Baranzini S E, del Rey G, Nigro N, Szijan I, Chamoles N, Cresto J C
Programa de Neurobiología Molecular, Hospital de Clínicas José de San Martín, Facultad de Medicina, Universidad de Buenos Aires, Argentina.
Am J Med Genet. 1997 Jun 13;70(3):216-21.
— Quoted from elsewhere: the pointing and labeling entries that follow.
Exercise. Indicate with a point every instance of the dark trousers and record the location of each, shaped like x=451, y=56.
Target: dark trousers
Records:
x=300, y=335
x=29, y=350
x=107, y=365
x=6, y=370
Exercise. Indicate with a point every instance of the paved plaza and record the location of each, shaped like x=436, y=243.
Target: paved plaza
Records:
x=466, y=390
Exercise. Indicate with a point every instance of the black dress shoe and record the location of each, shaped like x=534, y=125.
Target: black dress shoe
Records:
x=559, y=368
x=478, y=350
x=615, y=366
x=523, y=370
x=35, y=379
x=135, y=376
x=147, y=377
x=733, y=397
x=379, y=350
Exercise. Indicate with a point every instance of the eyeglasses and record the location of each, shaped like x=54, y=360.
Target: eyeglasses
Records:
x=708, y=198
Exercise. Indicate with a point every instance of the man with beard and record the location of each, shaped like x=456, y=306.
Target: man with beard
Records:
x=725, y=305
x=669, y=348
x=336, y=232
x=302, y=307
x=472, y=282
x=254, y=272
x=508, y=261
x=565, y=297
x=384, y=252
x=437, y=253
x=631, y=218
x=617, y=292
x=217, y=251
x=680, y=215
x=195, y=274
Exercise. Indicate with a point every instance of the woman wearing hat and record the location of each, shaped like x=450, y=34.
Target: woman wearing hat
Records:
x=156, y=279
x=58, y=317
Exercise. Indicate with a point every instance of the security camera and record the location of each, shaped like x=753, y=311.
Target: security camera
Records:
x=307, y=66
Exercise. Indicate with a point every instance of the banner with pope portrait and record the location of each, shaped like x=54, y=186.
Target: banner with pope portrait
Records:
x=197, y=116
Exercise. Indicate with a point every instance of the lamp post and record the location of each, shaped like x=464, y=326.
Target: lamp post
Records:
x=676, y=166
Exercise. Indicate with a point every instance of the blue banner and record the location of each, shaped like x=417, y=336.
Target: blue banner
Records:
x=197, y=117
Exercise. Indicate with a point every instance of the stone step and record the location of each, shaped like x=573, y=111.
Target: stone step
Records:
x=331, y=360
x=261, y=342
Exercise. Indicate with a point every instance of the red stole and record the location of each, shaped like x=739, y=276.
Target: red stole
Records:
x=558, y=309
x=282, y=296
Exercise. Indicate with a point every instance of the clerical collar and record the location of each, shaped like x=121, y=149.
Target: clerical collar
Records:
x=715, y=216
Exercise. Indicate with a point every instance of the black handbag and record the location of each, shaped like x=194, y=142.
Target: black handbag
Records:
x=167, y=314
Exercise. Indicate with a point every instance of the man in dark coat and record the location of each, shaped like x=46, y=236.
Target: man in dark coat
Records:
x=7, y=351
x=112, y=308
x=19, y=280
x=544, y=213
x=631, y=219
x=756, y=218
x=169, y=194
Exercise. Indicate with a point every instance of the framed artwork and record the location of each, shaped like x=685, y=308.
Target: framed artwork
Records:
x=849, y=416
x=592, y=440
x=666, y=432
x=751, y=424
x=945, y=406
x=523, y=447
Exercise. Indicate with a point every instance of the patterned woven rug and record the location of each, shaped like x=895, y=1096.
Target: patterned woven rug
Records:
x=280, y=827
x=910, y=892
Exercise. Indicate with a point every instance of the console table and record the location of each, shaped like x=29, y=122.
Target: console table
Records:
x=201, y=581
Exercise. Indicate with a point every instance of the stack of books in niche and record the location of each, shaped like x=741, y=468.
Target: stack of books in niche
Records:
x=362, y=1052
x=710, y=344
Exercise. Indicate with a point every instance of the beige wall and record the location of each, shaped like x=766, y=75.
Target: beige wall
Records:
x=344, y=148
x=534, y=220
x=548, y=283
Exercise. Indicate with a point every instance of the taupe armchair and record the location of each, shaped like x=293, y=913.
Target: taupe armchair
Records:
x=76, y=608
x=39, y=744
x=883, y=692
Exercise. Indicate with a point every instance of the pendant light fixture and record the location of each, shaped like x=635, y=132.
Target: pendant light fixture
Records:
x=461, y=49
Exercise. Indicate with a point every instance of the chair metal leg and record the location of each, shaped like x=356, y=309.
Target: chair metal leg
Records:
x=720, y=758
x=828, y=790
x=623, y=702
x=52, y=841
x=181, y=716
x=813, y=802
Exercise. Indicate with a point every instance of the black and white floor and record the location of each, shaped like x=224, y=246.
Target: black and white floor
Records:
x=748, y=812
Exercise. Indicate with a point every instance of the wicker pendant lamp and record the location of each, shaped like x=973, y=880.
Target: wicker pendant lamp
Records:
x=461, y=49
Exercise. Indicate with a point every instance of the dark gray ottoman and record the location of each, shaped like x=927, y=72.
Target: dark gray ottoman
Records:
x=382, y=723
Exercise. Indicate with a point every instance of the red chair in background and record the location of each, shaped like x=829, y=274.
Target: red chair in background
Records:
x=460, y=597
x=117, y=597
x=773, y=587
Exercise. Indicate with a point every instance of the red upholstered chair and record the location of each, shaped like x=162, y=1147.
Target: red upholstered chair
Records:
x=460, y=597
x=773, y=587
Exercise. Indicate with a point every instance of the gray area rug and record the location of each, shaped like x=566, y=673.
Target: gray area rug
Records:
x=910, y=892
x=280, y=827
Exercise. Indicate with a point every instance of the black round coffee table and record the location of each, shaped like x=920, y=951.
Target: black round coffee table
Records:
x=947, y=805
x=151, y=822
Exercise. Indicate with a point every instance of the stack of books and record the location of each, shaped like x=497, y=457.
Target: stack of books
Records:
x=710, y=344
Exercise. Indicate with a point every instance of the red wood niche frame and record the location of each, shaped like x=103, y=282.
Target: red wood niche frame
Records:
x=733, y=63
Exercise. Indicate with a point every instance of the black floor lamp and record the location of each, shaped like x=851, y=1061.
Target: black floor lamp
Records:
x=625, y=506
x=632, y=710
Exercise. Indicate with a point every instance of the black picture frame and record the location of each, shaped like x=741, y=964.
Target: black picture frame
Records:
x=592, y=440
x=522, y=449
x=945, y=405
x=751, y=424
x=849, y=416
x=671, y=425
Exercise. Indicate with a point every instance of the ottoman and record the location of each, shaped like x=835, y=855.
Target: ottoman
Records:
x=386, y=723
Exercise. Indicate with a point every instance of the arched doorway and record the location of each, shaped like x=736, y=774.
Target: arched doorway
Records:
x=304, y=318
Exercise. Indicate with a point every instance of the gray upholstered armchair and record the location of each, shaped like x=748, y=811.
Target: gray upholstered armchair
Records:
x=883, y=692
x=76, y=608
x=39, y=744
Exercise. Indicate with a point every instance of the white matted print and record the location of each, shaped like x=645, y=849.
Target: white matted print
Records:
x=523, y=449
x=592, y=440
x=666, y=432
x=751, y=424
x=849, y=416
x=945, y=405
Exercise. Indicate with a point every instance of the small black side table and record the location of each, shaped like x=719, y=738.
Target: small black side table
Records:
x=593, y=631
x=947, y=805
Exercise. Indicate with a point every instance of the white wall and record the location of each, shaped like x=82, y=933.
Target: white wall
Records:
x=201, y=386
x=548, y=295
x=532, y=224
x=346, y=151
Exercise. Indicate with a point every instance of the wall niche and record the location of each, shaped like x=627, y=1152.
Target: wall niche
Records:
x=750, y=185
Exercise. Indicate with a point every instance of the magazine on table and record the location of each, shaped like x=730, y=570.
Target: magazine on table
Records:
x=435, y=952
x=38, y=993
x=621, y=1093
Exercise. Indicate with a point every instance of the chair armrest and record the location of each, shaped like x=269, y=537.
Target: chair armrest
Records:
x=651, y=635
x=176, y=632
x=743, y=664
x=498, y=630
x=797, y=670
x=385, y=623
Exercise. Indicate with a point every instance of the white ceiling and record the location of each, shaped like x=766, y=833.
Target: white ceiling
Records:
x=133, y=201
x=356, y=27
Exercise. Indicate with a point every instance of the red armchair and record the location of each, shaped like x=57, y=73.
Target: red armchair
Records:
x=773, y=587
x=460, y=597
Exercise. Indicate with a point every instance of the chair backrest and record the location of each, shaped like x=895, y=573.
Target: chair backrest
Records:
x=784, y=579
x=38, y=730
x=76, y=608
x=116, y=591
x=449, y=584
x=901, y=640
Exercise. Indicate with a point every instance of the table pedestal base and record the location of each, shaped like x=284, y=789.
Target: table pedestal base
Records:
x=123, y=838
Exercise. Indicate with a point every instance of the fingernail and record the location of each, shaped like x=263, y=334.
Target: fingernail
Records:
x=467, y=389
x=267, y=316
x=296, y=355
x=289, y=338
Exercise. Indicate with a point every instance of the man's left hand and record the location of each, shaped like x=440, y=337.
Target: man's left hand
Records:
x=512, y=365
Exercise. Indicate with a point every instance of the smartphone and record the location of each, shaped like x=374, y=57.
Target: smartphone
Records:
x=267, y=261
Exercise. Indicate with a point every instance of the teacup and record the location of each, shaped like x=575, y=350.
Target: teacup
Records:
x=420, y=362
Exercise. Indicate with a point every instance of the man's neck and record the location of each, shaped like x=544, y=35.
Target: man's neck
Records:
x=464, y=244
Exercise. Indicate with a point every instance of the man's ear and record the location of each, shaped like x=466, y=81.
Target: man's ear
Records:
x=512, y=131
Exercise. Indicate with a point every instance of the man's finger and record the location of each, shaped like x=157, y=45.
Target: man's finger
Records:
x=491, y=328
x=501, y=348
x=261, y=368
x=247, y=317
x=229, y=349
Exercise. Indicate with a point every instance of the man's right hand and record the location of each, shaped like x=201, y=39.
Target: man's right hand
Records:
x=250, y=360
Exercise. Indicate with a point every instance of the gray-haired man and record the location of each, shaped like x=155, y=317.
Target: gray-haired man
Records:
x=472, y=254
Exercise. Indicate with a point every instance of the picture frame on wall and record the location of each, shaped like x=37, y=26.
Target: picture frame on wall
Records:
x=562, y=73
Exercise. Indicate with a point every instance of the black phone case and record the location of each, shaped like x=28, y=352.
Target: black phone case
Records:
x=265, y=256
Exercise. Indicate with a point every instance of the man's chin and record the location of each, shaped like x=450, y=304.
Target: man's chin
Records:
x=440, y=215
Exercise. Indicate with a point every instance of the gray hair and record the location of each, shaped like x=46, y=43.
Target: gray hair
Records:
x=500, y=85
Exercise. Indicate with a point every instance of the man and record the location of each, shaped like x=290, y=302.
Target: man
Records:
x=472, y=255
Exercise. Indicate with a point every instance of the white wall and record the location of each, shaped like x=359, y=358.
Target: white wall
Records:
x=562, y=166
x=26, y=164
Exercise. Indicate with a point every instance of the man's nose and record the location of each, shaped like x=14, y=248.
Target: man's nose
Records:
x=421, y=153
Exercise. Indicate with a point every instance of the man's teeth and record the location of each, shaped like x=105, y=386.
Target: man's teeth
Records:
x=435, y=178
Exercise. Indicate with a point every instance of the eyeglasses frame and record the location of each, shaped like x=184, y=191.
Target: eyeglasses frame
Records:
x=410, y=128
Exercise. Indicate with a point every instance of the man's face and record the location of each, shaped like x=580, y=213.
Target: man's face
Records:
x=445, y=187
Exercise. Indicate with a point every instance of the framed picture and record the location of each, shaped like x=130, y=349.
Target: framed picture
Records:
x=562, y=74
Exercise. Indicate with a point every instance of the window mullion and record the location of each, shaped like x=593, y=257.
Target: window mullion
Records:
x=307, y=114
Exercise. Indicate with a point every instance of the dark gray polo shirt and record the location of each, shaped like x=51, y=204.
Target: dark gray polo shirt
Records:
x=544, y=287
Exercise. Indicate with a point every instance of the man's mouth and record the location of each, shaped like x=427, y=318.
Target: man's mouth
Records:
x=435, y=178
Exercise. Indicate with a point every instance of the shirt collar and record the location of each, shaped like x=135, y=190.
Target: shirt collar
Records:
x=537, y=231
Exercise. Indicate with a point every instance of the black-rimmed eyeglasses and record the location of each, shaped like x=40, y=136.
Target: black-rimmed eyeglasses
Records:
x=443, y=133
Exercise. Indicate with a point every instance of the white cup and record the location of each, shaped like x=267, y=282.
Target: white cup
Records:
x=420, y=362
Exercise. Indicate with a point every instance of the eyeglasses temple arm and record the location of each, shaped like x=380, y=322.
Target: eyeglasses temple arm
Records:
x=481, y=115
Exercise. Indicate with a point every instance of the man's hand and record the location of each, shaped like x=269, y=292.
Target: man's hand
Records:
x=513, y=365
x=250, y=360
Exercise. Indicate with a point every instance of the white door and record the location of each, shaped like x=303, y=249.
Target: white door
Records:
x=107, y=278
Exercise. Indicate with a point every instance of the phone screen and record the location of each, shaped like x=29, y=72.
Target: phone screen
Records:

The so-called Xp21 contiguous deletion syndrome or complex glycerol kinase deficiency (GKD) usually presents with classical Duchenne muscular dystrophy (DMD) or a milder dystrophic myopathy, adrenal hypoplasia, and GKD. A number of syndromic and nonsyndromic cases of agenesis of the corpus callosum (ACC) also map to that location. To date, none of the cases of complex GKD have been associated with ACC. Here, we report on a patient with a complex phenotype as a result of the Xp21 contiguous deletion syndrome in association with ACC. Biochemical, cytogenetic, and molecular analyses were performed to detect and establish the size of the genomic deletion. It is at least 3 million base pairs in length; however, exact limits could not be determined in the present study. Nevertheless, we suggest the presence of a primary gene involved in the embryogenesis of the corpus callosum between Xp21.1 and Xp22.11.
所谓的Xp21连续缺失综合征或复杂性甘油激酶缺乏症(GKD)通常表现为典型的杜氏肌营养不良症(DMD)或症状较轻的营养不良性肌病、肾上腺发育不全以及GKD。胼胝体发育不全(ACC)的一些综合征性和非综合征性病例也定位于该区域。迄今为止,复杂性GKD的病例均与ACC无关。在此,我们报告1例因Xp21连续缺失综合征并发ACC而表现出复杂表型的患者。进行了生化、细胞遗传学和分子分析以检测并确定基因组缺失的大小。其长度至少为300万个碱基对;然而,在本研究中无法确定确切界限。尽管如此,我们认为在Xp21.1和Xp22.11之间存在一个参与胼胝体胚胎发生的主要基因。